7 Do verbo caldear. Processo rudimentar utilizado pelos antigos ferreiros para fazer o ligamento de uma barra de
aço noutra de ferro, com o intuito de dar maior consistência à ponta de uma alavanca, picareta, ponteira ou outro
tipo de instrumento de escavação. Caldeia-se com areia grossa, lavada, limpa, tirada do leito dos rios ou riachos.
Faz-se uma cavidade na extremidade das barras de ferro ou de aço, introduzindo uma dentro da outra. Depois são
levadas ao fogo até atingir uma temperatura bastante elevada.
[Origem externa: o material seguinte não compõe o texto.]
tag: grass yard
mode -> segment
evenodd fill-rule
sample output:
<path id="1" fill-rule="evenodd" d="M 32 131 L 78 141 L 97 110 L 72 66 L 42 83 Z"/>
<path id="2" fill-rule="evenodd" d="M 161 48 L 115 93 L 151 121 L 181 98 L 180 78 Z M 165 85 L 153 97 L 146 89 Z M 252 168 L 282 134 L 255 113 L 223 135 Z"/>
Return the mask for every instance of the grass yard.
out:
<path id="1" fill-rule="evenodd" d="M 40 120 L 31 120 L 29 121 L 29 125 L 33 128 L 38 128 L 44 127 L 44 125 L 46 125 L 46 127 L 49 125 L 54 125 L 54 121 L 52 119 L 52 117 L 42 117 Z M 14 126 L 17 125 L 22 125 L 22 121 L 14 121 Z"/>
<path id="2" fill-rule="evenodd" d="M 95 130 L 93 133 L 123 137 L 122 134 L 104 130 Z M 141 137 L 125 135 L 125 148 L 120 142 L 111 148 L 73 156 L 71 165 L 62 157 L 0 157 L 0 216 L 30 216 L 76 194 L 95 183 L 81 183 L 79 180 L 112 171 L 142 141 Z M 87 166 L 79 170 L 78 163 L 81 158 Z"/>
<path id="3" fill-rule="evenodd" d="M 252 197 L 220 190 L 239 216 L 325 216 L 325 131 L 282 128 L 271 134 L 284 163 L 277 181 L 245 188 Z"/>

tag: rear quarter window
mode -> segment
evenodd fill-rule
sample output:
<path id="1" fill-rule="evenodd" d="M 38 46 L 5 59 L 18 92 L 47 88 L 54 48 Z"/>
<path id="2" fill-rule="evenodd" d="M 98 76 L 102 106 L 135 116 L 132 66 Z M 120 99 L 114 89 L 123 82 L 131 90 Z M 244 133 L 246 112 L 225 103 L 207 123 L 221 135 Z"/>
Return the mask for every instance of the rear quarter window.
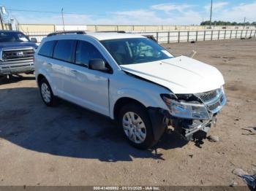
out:
<path id="1" fill-rule="evenodd" d="M 52 57 L 53 47 L 56 41 L 48 41 L 42 44 L 42 47 L 38 52 L 38 54 L 43 56 Z"/>

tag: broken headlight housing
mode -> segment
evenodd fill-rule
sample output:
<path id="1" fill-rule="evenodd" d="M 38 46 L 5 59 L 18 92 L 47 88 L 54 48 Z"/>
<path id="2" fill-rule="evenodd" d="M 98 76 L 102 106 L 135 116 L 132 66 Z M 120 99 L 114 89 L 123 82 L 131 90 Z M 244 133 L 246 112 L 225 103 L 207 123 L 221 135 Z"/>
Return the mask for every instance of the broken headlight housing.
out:
<path id="1" fill-rule="evenodd" d="M 178 101 L 168 94 L 162 94 L 161 97 L 173 117 L 195 120 L 210 119 L 209 113 L 204 104 L 195 101 Z"/>

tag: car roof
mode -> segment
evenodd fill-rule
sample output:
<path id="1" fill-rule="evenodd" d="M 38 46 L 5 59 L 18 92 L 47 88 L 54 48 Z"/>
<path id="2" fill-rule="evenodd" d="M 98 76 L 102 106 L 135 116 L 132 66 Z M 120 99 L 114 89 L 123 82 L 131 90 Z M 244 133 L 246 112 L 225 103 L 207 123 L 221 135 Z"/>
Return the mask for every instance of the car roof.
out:
<path id="1" fill-rule="evenodd" d="M 78 36 L 90 36 L 97 39 L 99 41 L 109 40 L 109 39 L 130 39 L 130 38 L 146 38 L 139 34 L 126 34 L 126 33 L 117 33 L 117 32 L 86 32 L 84 34 L 56 34 L 50 35 L 46 39 L 62 39 L 67 38 L 78 38 Z M 78 37 L 79 38 L 79 37 Z"/>

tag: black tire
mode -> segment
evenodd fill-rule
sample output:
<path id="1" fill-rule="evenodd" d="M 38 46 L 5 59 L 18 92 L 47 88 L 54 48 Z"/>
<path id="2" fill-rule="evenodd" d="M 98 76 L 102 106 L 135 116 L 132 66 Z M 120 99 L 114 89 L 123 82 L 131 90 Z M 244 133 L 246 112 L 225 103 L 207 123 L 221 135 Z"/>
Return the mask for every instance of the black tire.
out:
<path id="1" fill-rule="evenodd" d="M 125 114 L 127 114 L 128 112 L 133 112 L 138 116 L 139 116 L 145 125 L 146 138 L 141 143 L 135 143 L 135 141 L 132 141 L 131 139 L 129 137 L 129 136 L 127 135 L 127 133 L 124 130 L 124 125 L 123 125 L 123 118 L 125 117 Z M 147 110 L 145 107 L 143 107 L 143 106 L 138 104 L 135 104 L 135 103 L 129 104 L 124 106 L 121 109 L 118 114 L 118 125 L 122 127 L 124 134 L 127 137 L 129 143 L 136 148 L 138 148 L 140 149 L 146 149 L 152 147 L 154 144 L 155 144 L 157 142 L 157 141 L 154 140 L 154 139 L 152 124 L 148 117 Z M 145 133 L 145 132 L 143 133 Z M 135 139 L 137 139 L 137 137 Z"/>
<path id="2" fill-rule="evenodd" d="M 50 92 L 50 98 L 49 98 L 48 101 L 44 98 L 43 93 L 42 92 L 42 87 L 45 86 L 45 85 L 47 86 L 47 87 L 48 88 L 48 90 Z M 45 78 L 42 79 L 40 80 L 40 82 L 39 82 L 39 91 L 40 91 L 41 98 L 42 99 L 42 101 L 45 104 L 45 105 L 48 106 L 56 106 L 56 102 L 57 102 L 57 98 L 53 95 L 53 90 L 50 87 L 50 85 Z"/>

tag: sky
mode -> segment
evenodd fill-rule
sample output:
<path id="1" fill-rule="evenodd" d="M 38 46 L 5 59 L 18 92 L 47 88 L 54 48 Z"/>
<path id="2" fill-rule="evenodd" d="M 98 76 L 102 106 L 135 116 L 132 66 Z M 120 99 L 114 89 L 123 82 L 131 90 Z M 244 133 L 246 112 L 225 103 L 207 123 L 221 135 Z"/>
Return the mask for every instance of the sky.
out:
<path id="1" fill-rule="evenodd" d="M 213 0 L 213 20 L 256 21 L 256 0 Z M 1 0 L 20 23 L 66 25 L 198 25 L 210 17 L 211 0 Z M 20 10 L 32 10 L 27 12 Z"/>

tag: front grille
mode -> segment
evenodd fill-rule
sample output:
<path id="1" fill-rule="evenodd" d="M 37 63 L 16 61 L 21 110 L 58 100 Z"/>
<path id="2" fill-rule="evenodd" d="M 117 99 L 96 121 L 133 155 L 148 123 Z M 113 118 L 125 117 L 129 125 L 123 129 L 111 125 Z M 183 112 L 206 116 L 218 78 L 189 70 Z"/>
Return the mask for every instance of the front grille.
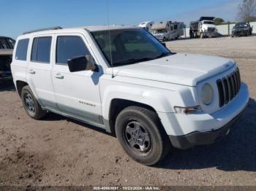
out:
<path id="1" fill-rule="evenodd" d="M 217 80 L 219 91 L 219 107 L 222 107 L 232 101 L 238 93 L 241 87 L 239 69 L 233 73 Z"/>
<path id="2" fill-rule="evenodd" d="M 209 27 L 209 28 L 208 28 L 208 32 L 214 32 L 215 28 Z"/>

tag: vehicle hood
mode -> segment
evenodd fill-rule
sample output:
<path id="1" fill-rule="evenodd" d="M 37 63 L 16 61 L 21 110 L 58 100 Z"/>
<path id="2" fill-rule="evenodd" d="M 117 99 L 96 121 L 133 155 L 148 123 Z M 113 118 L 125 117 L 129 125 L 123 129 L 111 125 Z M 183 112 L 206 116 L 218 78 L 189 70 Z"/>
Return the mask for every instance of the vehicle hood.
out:
<path id="1" fill-rule="evenodd" d="M 235 65 L 232 60 L 194 54 L 174 54 L 153 61 L 113 68 L 115 76 L 128 77 L 187 86 L 224 72 Z M 107 69 L 111 74 L 111 69 Z"/>
<path id="2" fill-rule="evenodd" d="M 164 36 L 164 33 L 156 33 L 156 34 L 154 34 L 153 35 L 154 36 Z"/>
<path id="3" fill-rule="evenodd" d="M 216 26 L 212 24 L 203 24 L 202 26 L 204 28 L 216 28 Z"/>

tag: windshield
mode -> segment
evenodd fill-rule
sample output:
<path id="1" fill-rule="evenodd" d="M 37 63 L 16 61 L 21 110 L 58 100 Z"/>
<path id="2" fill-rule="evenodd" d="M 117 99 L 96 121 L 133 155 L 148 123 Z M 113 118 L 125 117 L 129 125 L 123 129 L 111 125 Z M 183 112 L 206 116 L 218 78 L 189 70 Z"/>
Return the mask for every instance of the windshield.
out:
<path id="1" fill-rule="evenodd" d="M 214 25 L 214 21 L 203 21 L 203 24 Z"/>
<path id="2" fill-rule="evenodd" d="M 94 31 L 92 35 L 110 65 L 112 60 L 113 67 L 170 55 L 166 47 L 143 29 Z"/>
<path id="3" fill-rule="evenodd" d="M 153 34 L 163 34 L 163 33 L 165 33 L 165 28 L 163 28 L 163 29 L 154 29 L 154 30 L 152 30 L 152 33 Z"/>

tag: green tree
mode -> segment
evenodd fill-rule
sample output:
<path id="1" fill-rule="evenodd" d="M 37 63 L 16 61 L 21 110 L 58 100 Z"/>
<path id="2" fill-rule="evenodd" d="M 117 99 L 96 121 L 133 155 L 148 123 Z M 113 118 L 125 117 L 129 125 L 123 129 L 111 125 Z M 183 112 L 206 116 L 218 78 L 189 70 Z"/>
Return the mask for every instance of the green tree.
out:
<path id="1" fill-rule="evenodd" d="M 224 20 L 219 17 L 214 18 L 214 21 L 216 26 L 219 26 L 224 23 Z"/>

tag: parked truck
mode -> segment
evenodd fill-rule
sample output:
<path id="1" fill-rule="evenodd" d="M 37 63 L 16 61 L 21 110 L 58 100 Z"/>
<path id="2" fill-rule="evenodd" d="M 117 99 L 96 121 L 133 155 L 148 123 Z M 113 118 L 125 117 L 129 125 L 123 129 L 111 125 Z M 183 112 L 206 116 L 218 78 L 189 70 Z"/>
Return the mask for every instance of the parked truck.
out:
<path id="1" fill-rule="evenodd" d="M 201 17 L 190 23 L 190 38 L 217 37 L 218 31 L 214 25 L 214 17 Z"/>
<path id="2" fill-rule="evenodd" d="M 153 24 L 151 33 L 161 41 L 178 39 L 184 34 L 184 24 L 172 21 Z"/>

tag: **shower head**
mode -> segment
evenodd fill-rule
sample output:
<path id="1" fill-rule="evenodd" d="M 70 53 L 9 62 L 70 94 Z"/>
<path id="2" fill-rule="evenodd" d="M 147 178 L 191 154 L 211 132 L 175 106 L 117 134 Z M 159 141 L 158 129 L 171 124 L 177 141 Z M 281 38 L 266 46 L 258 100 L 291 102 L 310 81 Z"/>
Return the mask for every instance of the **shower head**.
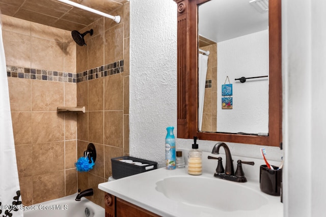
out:
<path id="1" fill-rule="evenodd" d="M 79 46 L 86 46 L 86 43 L 85 43 L 85 40 L 84 39 L 84 37 L 88 33 L 89 33 L 91 36 L 93 35 L 93 29 L 92 29 L 89 31 L 85 32 L 83 34 L 76 30 L 74 30 L 71 32 L 71 36 L 72 36 L 72 38 L 75 42 Z"/>

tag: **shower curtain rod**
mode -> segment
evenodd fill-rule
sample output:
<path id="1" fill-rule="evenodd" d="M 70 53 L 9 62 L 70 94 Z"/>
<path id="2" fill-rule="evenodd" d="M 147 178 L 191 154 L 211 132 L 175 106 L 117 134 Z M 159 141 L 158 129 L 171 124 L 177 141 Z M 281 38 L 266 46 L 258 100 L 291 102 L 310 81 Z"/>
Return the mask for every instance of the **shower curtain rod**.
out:
<path id="1" fill-rule="evenodd" d="M 98 11 L 95 9 L 93 9 L 93 8 L 89 8 L 88 7 L 85 6 L 83 5 L 80 5 L 79 4 L 76 3 L 69 0 L 57 0 L 57 1 L 61 2 L 62 3 L 71 5 L 73 7 L 75 7 L 76 8 L 80 8 L 83 10 L 85 10 L 85 11 L 89 11 L 90 12 L 94 13 L 94 14 L 97 14 L 99 15 L 103 16 L 103 17 L 107 17 L 108 18 L 113 19 L 117 23 L 119 23 L 119 22 L 120 22 L 120 21 L 121 20 L 121 17 L 119 15 L 118 16 L 110 15 L 110 14 L 105 14 L 105 13 L 103 13 L 101 11 Z"/>
<path id="2" fill-rule="evenodd" d="M 198 49 L 198 50 L 200 52 L 201 52 L 202 53 L 204 53 L 205 55 L 207 55 L 207 56 L 209 55 L 209 50 L 206 51 L 206 50 L 202 50 L 201 49 Z"/>

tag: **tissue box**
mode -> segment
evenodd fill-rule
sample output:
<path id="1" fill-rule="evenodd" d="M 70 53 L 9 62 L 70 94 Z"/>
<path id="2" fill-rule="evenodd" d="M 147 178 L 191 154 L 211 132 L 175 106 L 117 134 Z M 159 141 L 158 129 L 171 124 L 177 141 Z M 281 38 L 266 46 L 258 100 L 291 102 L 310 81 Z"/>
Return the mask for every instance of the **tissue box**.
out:
<path id="1" fill-rule="evenodd" d="M 111 164 L 116 179 L 157 169 L 156 162 L 129 156 L 112 158 Z"/>

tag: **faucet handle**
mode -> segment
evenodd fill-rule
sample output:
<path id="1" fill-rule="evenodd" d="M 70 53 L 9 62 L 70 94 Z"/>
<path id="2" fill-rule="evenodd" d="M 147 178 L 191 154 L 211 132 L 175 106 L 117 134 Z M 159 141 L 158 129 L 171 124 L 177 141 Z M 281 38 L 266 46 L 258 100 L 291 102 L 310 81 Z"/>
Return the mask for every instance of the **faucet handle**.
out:
<path id="1" fill-rule="evenodd" d="M 234 174 L 236 176 L 238 177 L 244 177 L 244 173 L 243 172 L 243 170 L 242 170 L 242 164 L 249 164 L 250 165 L 254 165 L 255 162 L 252 161 L 242 161 L 241 160 L 238 160 L 237 163 L 237 167 L 236 168 L 236 170 L 235 171 L 235 173 Z"/>

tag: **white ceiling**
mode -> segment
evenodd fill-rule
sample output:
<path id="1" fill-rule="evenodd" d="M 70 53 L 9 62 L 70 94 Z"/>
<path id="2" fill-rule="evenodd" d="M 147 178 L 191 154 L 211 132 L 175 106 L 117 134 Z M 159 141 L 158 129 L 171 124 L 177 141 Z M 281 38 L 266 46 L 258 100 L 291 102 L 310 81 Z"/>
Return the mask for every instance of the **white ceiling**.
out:
<path id="1" fill-rule="evenodd" d="M 268 13 L 261 12 L 251 0 L 211 0 L 199 6 L 198 33 L 215 42 L 265 30 Z"/>

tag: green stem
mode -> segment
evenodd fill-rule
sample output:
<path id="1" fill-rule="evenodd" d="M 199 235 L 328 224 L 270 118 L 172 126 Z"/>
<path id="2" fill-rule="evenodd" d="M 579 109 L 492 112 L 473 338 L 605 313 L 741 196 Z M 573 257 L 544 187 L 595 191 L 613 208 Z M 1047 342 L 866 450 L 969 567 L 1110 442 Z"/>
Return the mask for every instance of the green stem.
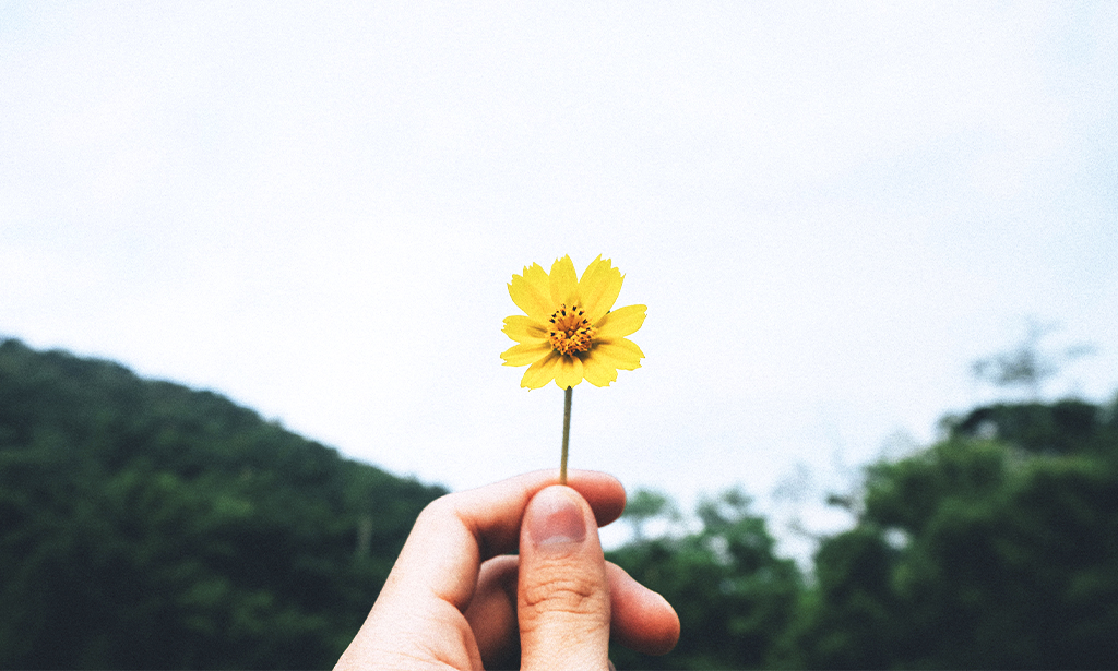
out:
<path id="1" fill-rule="evenodd" d="M 567 448 L 570 445 L 570 397 L 575 390 L 567 387 L 562 397 L 562 457 L 559 458 L 559 483 L 567 483 Z"/>

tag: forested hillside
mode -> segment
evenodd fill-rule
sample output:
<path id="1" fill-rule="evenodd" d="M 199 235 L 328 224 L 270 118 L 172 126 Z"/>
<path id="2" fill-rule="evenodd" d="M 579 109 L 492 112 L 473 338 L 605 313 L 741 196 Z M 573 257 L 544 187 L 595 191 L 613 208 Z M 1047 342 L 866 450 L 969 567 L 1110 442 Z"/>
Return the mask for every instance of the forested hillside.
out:
<path id="1" fill-rule="evenodd" d="M 730 491 L 698 531 L 612 558 L 664 594 L 682 634 L 618 669 L 1112 669 L 1118 664 L 1118 402 L 995 404 L 832 496 L 853 528 L 812 575 L 773 554 Z M 636 499 L 635 499 L 636 500 Z M 670 517 L 644 495 L 638 520 Z M 632 514 L 631 514 L 631 519 Z M 634 524 L 637 524 L 634 520 Z"/>
<path id="2" fill-rule="evenodd" d="M 682 636 L 663 658 L 612 658 L 1114 668 L 1116 411 L 1065 400 L 946 419 L 941 441 L 831 497 L 852 527 L 819 539 L 806 575 L 746 492 L 703 500 L 686 525 L 666 497 L 633 492 L 633 538 L 609 557 L 667 597 Z M 331 667 L 442 493 L 217 394 L 0 342 L 0 668 Z"/>
<path id="3" fill-rule="evenodd" d="M 211 392 L 0 343 L 0 668 L 330 667 L 444 491 Z"/>

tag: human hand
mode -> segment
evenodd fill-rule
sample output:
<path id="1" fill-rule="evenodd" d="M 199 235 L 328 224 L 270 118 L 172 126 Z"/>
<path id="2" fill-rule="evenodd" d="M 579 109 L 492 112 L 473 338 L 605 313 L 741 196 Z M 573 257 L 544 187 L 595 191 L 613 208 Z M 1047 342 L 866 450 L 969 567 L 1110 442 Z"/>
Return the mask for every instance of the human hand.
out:
<path id="1" fill-rule="evenodd" d="M 555 482 L 537 471 L 427 506 L 337 669 L 475 670 L 514 665 L 518 651 L 525 670 L 606 669 L 610 634 L 671 650 L 675 611 L 601 554 L 620 483 L 593 471 Z"/>

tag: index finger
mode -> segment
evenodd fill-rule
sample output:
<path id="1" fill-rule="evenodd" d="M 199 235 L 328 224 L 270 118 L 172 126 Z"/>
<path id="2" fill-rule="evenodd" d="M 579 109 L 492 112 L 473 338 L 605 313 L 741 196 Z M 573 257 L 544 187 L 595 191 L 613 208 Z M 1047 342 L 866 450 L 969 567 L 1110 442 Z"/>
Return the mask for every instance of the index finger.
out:
<path id="1" fill-rule="evenodd" d="M 435 596 L 464 611 L 482 562 L 517 549 L 528 501 L 557 481 L 556 470 L 534 471 L 436 499 L 416 520 L 377 601 L 406 600 L 415 608 Z M 625 507 L 613 476 L 570 471 L 567 485 L 590 504 L 598 526 Z"/>

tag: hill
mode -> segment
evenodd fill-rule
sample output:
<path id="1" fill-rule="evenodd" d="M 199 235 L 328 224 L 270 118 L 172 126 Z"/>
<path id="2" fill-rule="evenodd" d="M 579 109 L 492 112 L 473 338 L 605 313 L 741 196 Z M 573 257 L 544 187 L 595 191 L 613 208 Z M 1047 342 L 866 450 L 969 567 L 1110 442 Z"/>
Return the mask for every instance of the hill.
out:
<path id="1" fill-rule="evenodd" d="M 444 492 L 0 341 L 0 668 L 332 665 Z"/>

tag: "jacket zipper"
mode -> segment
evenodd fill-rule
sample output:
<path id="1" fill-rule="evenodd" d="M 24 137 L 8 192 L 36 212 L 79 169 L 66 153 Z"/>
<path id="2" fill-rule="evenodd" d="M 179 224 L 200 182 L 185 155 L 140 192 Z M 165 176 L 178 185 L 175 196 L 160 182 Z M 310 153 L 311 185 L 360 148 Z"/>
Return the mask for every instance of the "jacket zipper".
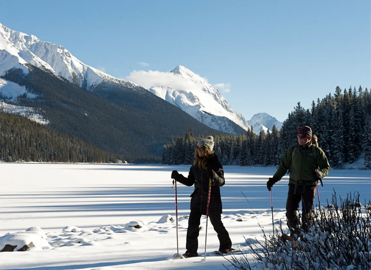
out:
<path id="1" fill-rule="evenodd" d="M 202 186 L 202 173 L 203 172 L 203 169 L 201 169 L 201 202 L 200 204 L 200 212 L 201 212 L 201 208 L 202 207 L 202 195 L 203 195 L 204 191 L 203 188 Z"/>

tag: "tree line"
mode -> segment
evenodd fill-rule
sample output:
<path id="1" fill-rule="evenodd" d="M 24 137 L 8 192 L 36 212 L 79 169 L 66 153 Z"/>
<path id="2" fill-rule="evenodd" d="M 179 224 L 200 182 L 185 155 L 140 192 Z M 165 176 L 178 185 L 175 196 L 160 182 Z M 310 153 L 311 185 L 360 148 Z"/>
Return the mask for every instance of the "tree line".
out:
<path id="1" fill-rule="evenodd" d="M 298 103 L 279 131 L 273 126 L 259 134 L 252 128 L 238 135 L 214 134 L 214 149 L 223 165 L 276 166 L 297 143 L 297 128 L 303 126 L 311 127 L 332 167 L 341 168 L 363 156 L 365 167 L 371 169 L 371 97 L 361 86 L 344 91 L 338 86 L 333 95 L 313 100 L 310 110 Z M 163 146 L 162 164 L 191 164 L 197 143 L 204 137 L 195 137 L 191 130 L 185 137 L 172 139 Z"/>
<path id="2" fill-rule="evenodd" d="M 37 95 L 32 100 L 20 95 L 16 105 L 40 110 L 53 130 L 122 154 L 128 162 L 160 163 L 162 146 L 191 126 L 197 134 L 214 131 L 141 87 L 99 84 L 92 92 L 29 66 L 26 75 L 15 69 L 1 77 Z"/>
<path id="3" fill-rule="evenodd" d="M 114 163 L 121 155 L 105 152 L 24 116 L 0 113 L 0 161 Z"/>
Ambas são mergulhadas rapidamente num
recipiente com areia, ou seja, pulverizadas com areia, levada de volta ao fogo e malhadas na bigorna. Hoje, este
processo de ligamento alquímico é substituído pela solda elétrica dos metalúrgicos modernos, embora os
ferreiros das pequenas cidades do Nordeste e de outras regiões do Brasil ainda continuem preservando essa
antiga tradição. Por exemplo, Vitorino Ferreira, meu irmão, que vive em Floriano/PI, domina os dois processos:
o antigo e o moderno, ou seja, caldeia o ferro com areia e faz a solda elétrica.